Hi Team -
When I have millions of workflows that have Workflow.sleep() used , I saw several threads where it is mentioned that this is resource light and we can scale to millions as long as the DB has the space to store the sleeping workflows.
Is it the worker process that polls the DB to check when it is time to fire these tasks ? I am trying to use this feature of temporal as an Event scheduling service, so want to do a load test to see if the system scales to millions of sleeping WFs. I am not exactly sure if the workers poll the timers stored in DB or is it some other component (temporal service) .
Would be great if you could help me get some clarity.
Is it the worker process that polls the DB to check when it is time to fire these tasks ?
No, service creates and manages user timers durably.

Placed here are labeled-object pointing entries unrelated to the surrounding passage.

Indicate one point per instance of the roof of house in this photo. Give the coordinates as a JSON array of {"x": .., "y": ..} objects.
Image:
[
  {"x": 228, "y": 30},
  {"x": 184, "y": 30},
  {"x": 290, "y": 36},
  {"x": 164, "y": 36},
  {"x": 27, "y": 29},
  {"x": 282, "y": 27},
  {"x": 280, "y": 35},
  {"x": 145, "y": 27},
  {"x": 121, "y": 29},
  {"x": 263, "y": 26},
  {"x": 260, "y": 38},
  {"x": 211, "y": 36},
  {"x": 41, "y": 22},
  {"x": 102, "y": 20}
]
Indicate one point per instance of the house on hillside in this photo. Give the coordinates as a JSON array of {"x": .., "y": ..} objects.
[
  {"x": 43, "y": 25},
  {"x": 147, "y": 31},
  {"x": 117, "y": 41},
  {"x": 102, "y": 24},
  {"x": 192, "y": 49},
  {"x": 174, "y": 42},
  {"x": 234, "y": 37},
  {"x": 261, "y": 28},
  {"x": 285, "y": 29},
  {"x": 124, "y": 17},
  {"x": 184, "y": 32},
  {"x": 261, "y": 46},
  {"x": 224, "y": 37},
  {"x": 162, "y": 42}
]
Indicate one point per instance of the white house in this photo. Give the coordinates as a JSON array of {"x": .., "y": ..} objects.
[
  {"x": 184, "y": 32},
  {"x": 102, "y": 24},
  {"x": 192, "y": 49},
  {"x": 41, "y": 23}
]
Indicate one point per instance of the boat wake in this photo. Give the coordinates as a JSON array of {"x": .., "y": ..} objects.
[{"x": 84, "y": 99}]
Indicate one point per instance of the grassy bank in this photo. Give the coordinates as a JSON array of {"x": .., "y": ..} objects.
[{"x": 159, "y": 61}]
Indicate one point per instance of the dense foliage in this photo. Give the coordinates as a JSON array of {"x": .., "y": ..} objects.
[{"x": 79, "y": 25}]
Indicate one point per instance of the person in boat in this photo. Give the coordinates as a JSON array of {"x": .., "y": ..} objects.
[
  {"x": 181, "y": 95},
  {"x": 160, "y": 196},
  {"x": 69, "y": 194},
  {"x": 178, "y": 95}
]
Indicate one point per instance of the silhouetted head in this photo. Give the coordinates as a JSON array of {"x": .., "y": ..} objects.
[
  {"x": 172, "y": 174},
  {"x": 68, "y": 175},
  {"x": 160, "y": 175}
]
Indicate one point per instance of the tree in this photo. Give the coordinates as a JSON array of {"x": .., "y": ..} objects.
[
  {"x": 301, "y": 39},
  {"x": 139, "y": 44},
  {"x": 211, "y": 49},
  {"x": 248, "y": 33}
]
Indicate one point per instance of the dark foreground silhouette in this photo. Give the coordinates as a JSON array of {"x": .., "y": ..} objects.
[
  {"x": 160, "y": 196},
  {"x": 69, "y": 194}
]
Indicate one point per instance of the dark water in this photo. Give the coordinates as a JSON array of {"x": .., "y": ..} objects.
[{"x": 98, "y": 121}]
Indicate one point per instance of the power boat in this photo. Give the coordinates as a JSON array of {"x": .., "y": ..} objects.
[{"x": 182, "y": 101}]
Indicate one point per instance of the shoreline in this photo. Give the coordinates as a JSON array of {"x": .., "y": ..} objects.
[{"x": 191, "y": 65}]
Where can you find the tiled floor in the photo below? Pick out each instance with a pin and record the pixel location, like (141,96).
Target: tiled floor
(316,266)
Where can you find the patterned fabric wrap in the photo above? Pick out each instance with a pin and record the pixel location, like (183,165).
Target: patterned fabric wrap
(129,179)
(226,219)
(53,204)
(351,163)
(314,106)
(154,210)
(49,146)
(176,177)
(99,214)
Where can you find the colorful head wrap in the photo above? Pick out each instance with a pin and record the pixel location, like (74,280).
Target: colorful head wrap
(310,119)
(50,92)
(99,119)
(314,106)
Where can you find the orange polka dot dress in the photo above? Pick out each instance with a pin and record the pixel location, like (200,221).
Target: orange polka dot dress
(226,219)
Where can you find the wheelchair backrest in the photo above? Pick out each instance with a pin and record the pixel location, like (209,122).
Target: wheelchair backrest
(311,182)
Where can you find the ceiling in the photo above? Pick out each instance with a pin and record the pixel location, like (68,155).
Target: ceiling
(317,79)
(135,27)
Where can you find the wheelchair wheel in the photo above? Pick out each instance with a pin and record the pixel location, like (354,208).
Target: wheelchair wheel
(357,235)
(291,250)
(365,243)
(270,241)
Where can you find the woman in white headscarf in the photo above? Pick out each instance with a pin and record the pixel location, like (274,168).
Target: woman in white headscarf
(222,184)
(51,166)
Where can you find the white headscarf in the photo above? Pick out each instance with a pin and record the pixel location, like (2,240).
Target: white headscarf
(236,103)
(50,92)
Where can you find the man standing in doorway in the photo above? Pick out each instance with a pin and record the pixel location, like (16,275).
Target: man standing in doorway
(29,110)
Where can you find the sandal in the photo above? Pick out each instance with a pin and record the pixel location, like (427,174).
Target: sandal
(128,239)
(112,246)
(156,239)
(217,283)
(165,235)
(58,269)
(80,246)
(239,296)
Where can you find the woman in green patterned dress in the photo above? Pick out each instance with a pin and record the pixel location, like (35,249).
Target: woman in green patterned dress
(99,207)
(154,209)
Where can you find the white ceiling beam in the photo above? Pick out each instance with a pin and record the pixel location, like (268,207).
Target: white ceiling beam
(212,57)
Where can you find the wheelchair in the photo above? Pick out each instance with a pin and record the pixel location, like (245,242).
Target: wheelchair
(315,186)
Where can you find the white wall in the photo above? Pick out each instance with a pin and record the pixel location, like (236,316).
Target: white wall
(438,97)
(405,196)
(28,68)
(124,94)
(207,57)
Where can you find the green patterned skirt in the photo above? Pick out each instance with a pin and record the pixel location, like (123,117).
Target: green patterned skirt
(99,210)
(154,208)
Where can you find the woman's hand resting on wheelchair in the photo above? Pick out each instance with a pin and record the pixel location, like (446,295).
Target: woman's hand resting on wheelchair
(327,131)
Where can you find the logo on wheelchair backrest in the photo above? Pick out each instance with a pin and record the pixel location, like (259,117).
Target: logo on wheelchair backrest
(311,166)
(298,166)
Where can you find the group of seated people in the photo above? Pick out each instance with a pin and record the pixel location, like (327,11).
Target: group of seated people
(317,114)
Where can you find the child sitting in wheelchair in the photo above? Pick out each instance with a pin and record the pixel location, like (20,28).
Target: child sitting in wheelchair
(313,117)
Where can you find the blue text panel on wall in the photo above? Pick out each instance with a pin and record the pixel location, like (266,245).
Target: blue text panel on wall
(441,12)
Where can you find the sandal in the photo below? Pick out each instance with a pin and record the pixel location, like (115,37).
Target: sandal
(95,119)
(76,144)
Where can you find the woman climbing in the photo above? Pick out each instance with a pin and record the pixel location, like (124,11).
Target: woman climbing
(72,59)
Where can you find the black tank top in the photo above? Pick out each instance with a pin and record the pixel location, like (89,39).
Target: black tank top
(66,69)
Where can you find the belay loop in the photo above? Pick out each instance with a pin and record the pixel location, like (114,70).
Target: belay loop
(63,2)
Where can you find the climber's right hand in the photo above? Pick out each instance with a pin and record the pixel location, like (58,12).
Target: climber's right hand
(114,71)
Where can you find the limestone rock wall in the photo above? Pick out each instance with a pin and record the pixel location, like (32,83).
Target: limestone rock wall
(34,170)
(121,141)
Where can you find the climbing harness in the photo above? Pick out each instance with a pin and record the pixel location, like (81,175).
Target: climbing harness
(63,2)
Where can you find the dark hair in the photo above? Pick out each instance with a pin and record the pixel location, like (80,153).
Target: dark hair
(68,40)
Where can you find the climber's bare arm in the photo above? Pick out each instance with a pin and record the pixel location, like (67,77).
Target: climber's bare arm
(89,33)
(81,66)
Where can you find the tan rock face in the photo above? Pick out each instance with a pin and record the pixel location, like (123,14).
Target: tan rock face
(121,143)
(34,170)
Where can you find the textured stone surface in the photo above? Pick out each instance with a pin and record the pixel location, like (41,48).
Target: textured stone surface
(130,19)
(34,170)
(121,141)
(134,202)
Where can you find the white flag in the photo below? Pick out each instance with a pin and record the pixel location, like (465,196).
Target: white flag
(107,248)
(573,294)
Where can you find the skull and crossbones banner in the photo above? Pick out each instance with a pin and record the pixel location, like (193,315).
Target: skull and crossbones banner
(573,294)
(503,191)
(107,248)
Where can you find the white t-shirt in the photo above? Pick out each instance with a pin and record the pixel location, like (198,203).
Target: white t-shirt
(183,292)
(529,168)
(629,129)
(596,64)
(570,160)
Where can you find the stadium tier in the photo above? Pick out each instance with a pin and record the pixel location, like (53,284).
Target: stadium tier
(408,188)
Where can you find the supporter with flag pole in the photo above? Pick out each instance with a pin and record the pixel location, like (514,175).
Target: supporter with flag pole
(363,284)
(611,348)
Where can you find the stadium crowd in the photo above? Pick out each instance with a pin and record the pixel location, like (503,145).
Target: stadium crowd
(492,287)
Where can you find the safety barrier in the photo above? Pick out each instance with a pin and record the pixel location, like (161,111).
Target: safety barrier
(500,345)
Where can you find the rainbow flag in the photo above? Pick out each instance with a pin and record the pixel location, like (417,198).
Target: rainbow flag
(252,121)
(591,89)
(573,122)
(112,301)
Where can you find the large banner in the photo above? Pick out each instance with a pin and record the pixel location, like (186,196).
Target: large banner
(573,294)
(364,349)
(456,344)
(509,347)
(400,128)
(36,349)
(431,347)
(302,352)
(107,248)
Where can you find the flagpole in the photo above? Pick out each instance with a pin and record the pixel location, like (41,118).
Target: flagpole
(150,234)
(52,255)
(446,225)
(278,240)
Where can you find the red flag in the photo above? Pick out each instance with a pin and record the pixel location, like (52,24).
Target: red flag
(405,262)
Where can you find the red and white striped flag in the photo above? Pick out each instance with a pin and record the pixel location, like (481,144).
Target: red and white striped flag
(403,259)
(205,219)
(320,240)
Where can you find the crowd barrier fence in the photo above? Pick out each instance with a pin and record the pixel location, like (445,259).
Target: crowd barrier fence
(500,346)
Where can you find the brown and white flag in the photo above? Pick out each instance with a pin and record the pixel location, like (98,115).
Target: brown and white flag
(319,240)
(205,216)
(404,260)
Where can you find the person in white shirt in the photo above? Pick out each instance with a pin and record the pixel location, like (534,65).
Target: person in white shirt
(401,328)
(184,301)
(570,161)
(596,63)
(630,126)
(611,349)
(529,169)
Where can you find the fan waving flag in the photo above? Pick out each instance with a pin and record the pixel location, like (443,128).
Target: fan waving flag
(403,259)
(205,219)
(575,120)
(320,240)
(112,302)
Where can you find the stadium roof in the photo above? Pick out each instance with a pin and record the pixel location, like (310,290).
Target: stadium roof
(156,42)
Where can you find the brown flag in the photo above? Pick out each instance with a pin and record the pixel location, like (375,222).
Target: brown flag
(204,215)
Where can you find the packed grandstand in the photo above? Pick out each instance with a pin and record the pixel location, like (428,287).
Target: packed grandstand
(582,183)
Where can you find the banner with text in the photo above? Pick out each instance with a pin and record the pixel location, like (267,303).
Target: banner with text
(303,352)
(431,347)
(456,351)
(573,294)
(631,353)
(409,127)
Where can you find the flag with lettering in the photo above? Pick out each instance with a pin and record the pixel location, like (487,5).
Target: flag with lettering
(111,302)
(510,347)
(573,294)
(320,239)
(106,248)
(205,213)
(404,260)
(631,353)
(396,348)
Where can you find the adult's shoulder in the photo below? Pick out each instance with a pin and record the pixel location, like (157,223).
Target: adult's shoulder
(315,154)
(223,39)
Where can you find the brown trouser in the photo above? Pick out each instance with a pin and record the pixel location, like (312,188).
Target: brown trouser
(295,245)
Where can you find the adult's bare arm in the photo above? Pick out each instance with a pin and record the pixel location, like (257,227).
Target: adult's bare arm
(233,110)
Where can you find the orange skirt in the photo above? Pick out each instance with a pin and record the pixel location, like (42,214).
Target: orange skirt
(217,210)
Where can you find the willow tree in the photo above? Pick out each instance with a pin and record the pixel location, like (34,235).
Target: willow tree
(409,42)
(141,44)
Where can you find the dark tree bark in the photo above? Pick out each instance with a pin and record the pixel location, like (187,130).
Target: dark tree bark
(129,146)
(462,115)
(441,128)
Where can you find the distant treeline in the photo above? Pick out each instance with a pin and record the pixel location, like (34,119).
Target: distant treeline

When timer fires service needs to deliver the timer fired event to your worker so it can continue your workflow execution. It does that by creating a workflow task and dispatching it to your worker.
I see this column called shard_id in the timer_tasks table, so I am assuming there are multiple processes or threads monitoring these timers. Is it correct to assume that this is horizontally scalable ? I am running temoporal on my local docker, so not sure how to check which component of the temporal service should be scaled out for supporting millions of timers apart from the DB .
This is what the docs say - not sure which component apart from DB to scale out. "Temporal has two main parts: 1. Your application 2. The Temporal Service (a set of services and components)"
Yes, it is horizontally scalable. Each shard has its own queues, including a durable timer queue. Note that it is not possible to change the number of shards after a cluster was initialized.